Even today, reading the Jahangirnama is a fascinating exercise. For the figure that emerges is at once pampered prince, curious dilettante, ruthless emperor, and sentimental man. The first-born of Akbar and the so-called Jodha Bai, Shaikhu Baba, as Jahangir was lovingly known, was one upon whom luck bestowed an early blessing. By eighteen, he was falling in love with his goblet; luckily for him, his brothers were worse. Not even royal commands could move him if he didn’t wish it: once, when his father sought to appoint him leader of a campaign, the prince simply absented himself from court. One of those ill-fated brothers accepted the charge and won a few battles before losing himself forever to drink. Akbar, meanwhile, turned his hopes towards Jahangir’s son, provoking a hundred intrigues and yet more tragedy.
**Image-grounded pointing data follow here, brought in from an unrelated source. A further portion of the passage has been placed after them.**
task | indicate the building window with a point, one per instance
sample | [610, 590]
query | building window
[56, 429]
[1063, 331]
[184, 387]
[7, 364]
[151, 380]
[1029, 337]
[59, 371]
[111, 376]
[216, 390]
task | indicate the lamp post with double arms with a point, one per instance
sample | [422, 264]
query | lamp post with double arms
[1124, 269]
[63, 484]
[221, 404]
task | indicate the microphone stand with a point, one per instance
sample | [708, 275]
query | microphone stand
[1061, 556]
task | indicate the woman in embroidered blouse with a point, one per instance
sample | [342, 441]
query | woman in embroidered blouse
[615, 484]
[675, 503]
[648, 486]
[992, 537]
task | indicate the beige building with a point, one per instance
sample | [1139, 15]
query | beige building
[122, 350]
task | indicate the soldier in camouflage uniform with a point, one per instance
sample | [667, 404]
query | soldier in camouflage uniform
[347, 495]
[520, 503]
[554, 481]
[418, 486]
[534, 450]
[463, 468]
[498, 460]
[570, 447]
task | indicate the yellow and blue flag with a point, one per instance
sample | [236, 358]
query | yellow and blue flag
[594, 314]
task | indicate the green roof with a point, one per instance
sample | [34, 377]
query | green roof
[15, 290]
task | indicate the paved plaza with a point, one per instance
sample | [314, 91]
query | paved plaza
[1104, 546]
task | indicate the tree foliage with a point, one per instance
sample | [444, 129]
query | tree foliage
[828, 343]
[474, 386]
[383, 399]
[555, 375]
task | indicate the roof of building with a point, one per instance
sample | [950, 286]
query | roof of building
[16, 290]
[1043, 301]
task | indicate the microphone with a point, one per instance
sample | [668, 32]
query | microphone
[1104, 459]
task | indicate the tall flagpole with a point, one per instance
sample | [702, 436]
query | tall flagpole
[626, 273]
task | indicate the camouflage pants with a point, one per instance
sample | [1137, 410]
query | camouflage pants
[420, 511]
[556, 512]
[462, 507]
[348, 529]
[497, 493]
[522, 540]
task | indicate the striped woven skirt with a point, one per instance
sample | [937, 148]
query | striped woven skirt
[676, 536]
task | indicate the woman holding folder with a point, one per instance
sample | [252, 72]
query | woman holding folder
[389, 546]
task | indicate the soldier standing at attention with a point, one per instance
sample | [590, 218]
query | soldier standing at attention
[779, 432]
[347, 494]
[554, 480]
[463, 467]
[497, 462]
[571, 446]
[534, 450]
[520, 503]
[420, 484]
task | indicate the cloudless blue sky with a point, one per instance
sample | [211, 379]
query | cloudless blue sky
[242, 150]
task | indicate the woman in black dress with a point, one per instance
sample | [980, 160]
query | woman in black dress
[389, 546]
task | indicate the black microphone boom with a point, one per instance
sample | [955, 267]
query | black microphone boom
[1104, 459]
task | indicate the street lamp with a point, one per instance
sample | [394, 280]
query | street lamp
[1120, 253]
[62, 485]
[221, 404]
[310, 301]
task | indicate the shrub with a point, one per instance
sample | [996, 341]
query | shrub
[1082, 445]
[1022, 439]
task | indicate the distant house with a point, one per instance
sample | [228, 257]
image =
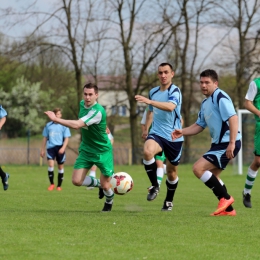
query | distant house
[112, 94]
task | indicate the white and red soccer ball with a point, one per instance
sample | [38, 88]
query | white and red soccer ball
[121, 183]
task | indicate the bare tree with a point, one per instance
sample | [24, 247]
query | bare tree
[68, 27]
[187, 45]
[242, 18]
[142, 35]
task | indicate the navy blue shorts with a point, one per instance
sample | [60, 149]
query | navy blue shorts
[172, 150]
[217, 154]
[53, 153]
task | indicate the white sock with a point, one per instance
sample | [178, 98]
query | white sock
[164, 169]
[90, 182]
[92, 174]
[159, 173]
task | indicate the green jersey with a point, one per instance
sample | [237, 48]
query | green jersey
[94, 137]
[256, 101]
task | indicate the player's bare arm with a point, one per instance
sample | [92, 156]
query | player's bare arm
[233, 128]
[250, 107]
[44, 141]
[2, 122]
[191, 130]
[76, 124]
[166, 106]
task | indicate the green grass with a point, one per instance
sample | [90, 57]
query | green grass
[38, 224]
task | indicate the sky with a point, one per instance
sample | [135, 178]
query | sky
[209, 37]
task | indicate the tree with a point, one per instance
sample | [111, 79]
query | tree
[242, 18]
[65, 27]
[25, 105]
[140, 41]
[186, 45]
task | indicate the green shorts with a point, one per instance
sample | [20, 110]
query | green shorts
[104, 162]
[257, 139]
[160, 157]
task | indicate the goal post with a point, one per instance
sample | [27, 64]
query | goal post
[240, 113]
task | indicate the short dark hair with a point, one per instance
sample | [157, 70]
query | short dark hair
[166, 64]
[56, 110]
[210, 74]
[91, 85]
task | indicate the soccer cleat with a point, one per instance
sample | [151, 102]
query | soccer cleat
[5, 181]
[167, 206]
[223, 204]
[225, 213]
[107, 207]
[247, 200]
[152, 192]
[101, 193]
[51, 187]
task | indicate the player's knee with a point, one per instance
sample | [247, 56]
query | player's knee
[76, 182]
[196, 170]
[148, 154]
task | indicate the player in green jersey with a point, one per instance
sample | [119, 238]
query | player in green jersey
[95, 147]
[252, 103]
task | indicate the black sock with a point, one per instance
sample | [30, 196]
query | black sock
[219, 191]
[60, 179]
[51, 176]
[229, 208]
[151, 172]
[2, 173]
[170, 190]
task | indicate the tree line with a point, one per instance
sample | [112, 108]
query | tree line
[69, 39]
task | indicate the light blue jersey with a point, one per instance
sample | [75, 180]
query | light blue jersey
[165, 122]
[55, 134]
[214, 113]
[2, 112]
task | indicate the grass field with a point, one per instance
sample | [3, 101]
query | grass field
[38, 224]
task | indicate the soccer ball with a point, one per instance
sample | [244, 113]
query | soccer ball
[121, 183]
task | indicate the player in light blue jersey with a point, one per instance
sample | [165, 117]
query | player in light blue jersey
[217, 112]
[252, 103]
[4, 175]
[56, 137]
[165, 115]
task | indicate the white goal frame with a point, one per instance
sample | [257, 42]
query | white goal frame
[240, 112]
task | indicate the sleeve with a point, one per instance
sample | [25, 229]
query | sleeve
[174, 97]
[45, 131]
[201, 120]
[3, 113]
[67, 132]
[143, 121]
[110, 136]
[93, 117]
[251, 92]
[226, 109]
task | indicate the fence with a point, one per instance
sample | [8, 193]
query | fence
[122, 156]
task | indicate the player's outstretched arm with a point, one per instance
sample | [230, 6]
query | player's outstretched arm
[177, 133]
[191, 130]
[76, 124]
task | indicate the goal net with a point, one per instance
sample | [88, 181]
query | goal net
[246, 126]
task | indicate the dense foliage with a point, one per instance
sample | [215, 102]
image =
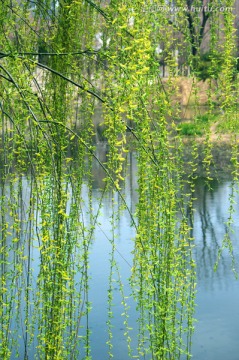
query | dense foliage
[60, 63]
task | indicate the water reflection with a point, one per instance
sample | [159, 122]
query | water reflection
[217, 311]
[218, 292]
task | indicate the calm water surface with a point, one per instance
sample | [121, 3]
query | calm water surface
[217, 311]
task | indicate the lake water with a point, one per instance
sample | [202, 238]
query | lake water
[217, 311]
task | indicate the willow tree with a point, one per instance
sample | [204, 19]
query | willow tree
[54, 75]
Shaikhu Baba, however, was too shrewd to drown in wine and die. He understood quickly what was at stake and where to draw the line—no son of his could be emperor before he had had his time. So while he continued to drink—pretending after his accession that he only indulged ‘to promote digestion’—he toned down the quantities. He even presented himself to the orthodox faction as a more pious Muslim than Akbar, to win them over before his favoured son. To be sure, having become emperor, he dabbled in more than one religion, till rumours floated that he was a Christian, and he commissioned art in which he appeared cross-legged and shirtless—more Hindu deity than a Muslim sovereign.